Mumbai: The Reserve Bank of India (RBI) stopped printing 2000 notes about five months ago and is unlikely to print more in the current financial year, said people aware of the development. The central bank, however, has stepped up the printing of other denominations, including new 200 notes, the people added on condition of anonymity.

About 3.7 billion 2000 notes amounting to 7.4 trillion have been printed, said one of the people cited above. That more than compensates for the 6.3 billion 1000 notes that were withdrawn after Prime Minister Narendra Modi’s demonetisation move on 8 November 2016.

“Most of the printing that’s being done, about 90% is only 500 notes. Nearly 14 billion pieces of new 500 notes have been printed so far," this person said.
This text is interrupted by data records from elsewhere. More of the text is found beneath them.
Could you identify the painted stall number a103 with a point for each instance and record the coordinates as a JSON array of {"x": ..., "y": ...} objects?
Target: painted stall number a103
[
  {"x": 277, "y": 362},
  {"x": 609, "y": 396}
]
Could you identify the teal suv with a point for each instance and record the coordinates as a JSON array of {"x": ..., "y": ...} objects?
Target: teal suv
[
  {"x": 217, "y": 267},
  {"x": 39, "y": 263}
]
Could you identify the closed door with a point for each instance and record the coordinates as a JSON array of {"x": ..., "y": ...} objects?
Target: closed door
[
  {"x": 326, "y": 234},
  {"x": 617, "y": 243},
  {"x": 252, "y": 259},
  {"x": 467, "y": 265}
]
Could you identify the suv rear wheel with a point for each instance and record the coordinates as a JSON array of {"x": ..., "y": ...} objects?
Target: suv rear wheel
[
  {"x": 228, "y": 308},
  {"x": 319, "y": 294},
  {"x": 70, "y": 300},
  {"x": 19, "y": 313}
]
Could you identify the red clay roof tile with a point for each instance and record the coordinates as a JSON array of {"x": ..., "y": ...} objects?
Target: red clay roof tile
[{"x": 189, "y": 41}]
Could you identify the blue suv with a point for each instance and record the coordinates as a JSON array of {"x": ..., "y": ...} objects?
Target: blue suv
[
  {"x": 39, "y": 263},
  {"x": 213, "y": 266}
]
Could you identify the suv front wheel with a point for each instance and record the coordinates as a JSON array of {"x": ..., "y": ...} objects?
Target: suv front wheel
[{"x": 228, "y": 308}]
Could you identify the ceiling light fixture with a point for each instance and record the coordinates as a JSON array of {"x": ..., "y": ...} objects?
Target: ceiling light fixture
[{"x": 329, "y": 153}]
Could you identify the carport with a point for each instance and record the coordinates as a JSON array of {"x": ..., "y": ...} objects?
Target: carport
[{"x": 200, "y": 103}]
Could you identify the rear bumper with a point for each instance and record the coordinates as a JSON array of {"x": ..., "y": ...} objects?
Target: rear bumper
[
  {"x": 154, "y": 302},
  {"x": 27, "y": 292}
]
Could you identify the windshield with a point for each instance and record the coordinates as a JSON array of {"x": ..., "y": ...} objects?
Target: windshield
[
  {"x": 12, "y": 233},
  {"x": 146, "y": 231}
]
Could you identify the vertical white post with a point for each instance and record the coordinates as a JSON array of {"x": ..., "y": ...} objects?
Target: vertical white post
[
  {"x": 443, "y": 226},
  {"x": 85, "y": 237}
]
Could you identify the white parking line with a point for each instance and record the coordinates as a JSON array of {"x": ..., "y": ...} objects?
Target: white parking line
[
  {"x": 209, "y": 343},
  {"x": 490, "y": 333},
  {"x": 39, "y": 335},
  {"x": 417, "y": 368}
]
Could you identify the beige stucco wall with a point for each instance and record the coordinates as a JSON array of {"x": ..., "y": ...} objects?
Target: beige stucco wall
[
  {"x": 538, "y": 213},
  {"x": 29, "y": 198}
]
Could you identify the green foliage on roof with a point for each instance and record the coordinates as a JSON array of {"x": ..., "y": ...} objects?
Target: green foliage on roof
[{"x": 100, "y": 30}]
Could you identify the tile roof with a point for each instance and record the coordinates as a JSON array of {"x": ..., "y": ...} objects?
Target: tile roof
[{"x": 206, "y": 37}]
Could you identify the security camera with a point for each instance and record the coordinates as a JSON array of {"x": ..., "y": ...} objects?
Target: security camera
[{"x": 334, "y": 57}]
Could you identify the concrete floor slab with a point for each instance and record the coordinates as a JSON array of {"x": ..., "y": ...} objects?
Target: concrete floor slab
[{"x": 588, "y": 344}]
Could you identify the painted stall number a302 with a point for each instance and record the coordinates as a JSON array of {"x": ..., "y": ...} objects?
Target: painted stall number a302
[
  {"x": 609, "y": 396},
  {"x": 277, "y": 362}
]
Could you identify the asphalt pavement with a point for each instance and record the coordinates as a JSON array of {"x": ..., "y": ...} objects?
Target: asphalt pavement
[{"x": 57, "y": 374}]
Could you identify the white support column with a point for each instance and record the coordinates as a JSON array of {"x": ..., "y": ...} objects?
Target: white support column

That is also close to the 15.7 billion of old 500 notes (amounting to 7.85 trillion) withdrawn from circulation after 8 November.

RBI data shows that currency in circulation stood at 15.22 trillion as on 14 July, eight months after demonetization. This is about 86% of the 17.7 trillion that was in circulation on 4 November.

Separately, RBI’s printing press in Mysuru has also started printing the new 200 notes, which are likely to come into circulation next month, according to a second person.

“Initially, around a billion 200 notes are expected to hit the market," this person added.

The central bank did not respond to an email seeking comment.

The new batches of 500 notes are expected to ease the shortage of 2000 notes in circulation that is being reported in certain parts of the country. The Economic Times first reported this shortage on 20 July.

“The cash crunch which existed till two months ago has now eased with RBI increasing supply of 500 notes over the last 40 days," said Neeraj Vyas, deputy managing director, State Bank of India (SBI). “But we have also seen a sharp drop in the supply of 2000 notes during this period."

RBI is possibly keeping the supply of 2000 bank notes low because the central bank wants to get the right mix, according to SBI chief economist Soumya Kanti Ghosh. In the initial days of remonetisation, RBI had focused on 2000 notes to quickly increase currency in circulation.

A 19 July report from SBI’s economic research wing showed that cash on hand with banks is high at 5.4% of currency in circulation compared with 3.8% pre-demonetisation. This shows that there is excess cash lying in ATMs or bank branches, most of which could mostly be 2000 notes, concluded the report.

“Although we haven’t see any drop in supply of 2000 notes, we expect it to be moved out of ATMs once 200 notes hit the market," said Radha Rama Dorai, country head, ATM and allied services, at ATM service provider FIS.